School of Medicine, Pontifícia Universidade Católica do Rio Grande do Sul (PUCRS), Brazil.
J Med Ethics. 2010 Jun;36(6):344-8. doi: 10.1136/jme.2009.035113. Epub 2010 May 3.
To evaluate the modes of death and treatment offered in the last 24 h of life to patients dying in 10 Brazilian intensive care units (ICUs) over a period of 2 years.
Cross-sectional, multicentre, retrospective study based on medical chart review. The medical records of all patients that died in seven paediatric and three adult ICUs belonging to university and tertiary hospitals over a period of 2 years were included. Deaths in the first 24 h of admission to the ICU and brain death were excluded.
Two intensive care fellows of each ICU were trained in fulfilling a standard protocol (kappa=0.9) to record demographic data and all medical management provided in the last 48 h of life. The Student t test, Mann-Whitney U test, chi(2) test and RR were used for data comparison.
1053 medical charts were included (59.4% adult patients). Life support limitation was more frequent in the adult group (86% vs 43.5%; p<0.001). A 'do not resuscitate' order was the most common life support limitation in both groups (75% and 66%), whereas withholding/withdrawing were more frequent in the paediatric group (33.9% vs 24.9%; p=0.02). The life support limitation was rarely reported in the medical chart in both groups (52.6% and 33.7%) with scarce family involvement in the decision making process (23.0% vs 8.7%; p<0.001).
Life support limitation decision making in Brazilian ICUs is predominantly centred on the medical perspective with scarce participation of the family, and consequently several non-coherent medical interventions are observed in patients with life support limitation.
评估在 2 年内,10 家巴西重症监护病房(ICU)中 24 小时内死亡的患者的死亡模式和临终治疗方式。
基于病历回顾的横断面、多中心、回顾性研究。纳入了两所大学和一家三级医院的 7 家儿科和 3 家成人 ICU 中在 2 年内死亡的所有患者的病历。排除 ICU 入住后 24 小时内死亡和脑死亡的患者。
每个 ICU 的 2 名重症监护医生接受培训,以填写标准协议(kappa=0.9),记录人口统计学数据和生命末期 48 小时内的所有医疗管理。使用学生 t 检验、Mann-Whitney U 检验、卡方检验和相对危险度(RR)进行数据比较。

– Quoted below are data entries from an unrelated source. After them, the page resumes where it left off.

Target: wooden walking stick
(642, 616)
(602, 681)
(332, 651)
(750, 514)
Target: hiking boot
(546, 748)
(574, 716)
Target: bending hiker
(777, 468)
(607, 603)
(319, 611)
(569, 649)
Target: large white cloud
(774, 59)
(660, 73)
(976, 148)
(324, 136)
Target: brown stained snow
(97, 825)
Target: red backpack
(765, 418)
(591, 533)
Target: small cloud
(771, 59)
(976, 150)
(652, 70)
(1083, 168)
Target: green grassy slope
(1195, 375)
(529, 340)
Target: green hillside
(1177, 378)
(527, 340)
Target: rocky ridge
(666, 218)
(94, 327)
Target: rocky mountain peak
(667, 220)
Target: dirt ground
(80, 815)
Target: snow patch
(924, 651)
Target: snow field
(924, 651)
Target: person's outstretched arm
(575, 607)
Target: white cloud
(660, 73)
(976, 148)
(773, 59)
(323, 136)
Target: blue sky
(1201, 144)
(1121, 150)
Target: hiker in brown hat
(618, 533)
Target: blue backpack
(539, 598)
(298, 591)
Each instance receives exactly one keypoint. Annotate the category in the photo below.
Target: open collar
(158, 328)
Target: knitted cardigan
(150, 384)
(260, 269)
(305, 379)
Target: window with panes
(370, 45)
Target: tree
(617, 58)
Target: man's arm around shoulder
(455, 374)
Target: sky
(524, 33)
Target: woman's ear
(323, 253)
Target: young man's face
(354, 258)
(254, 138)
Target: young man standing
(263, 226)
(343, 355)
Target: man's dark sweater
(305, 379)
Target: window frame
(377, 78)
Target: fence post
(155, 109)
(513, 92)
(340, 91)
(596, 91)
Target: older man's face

共纳入 1053 份病历(59.4%为成人患者)。生命支持限制在成人组更为常见(86%比 43.5%;p<0.001)。两组中最常见的生命支持限制是“不复苏”医嘱(75%和 66%),而儿科组更常见的是 withholding/withdrawing(33.9%比 24.9%;p=0.02)。两组的病历中很少报告生命支持限制(52.6%和 33.7%),且家庭在决策过程中的参与度低(23.0%比 8.7%;p<0.001)。
巴西 ICU 中的生命支持限制决策主要以医疗观点为中心,家庭参与度低,因此在有生命支持限制的患者中观察到了几种不协调的医疗干预措施。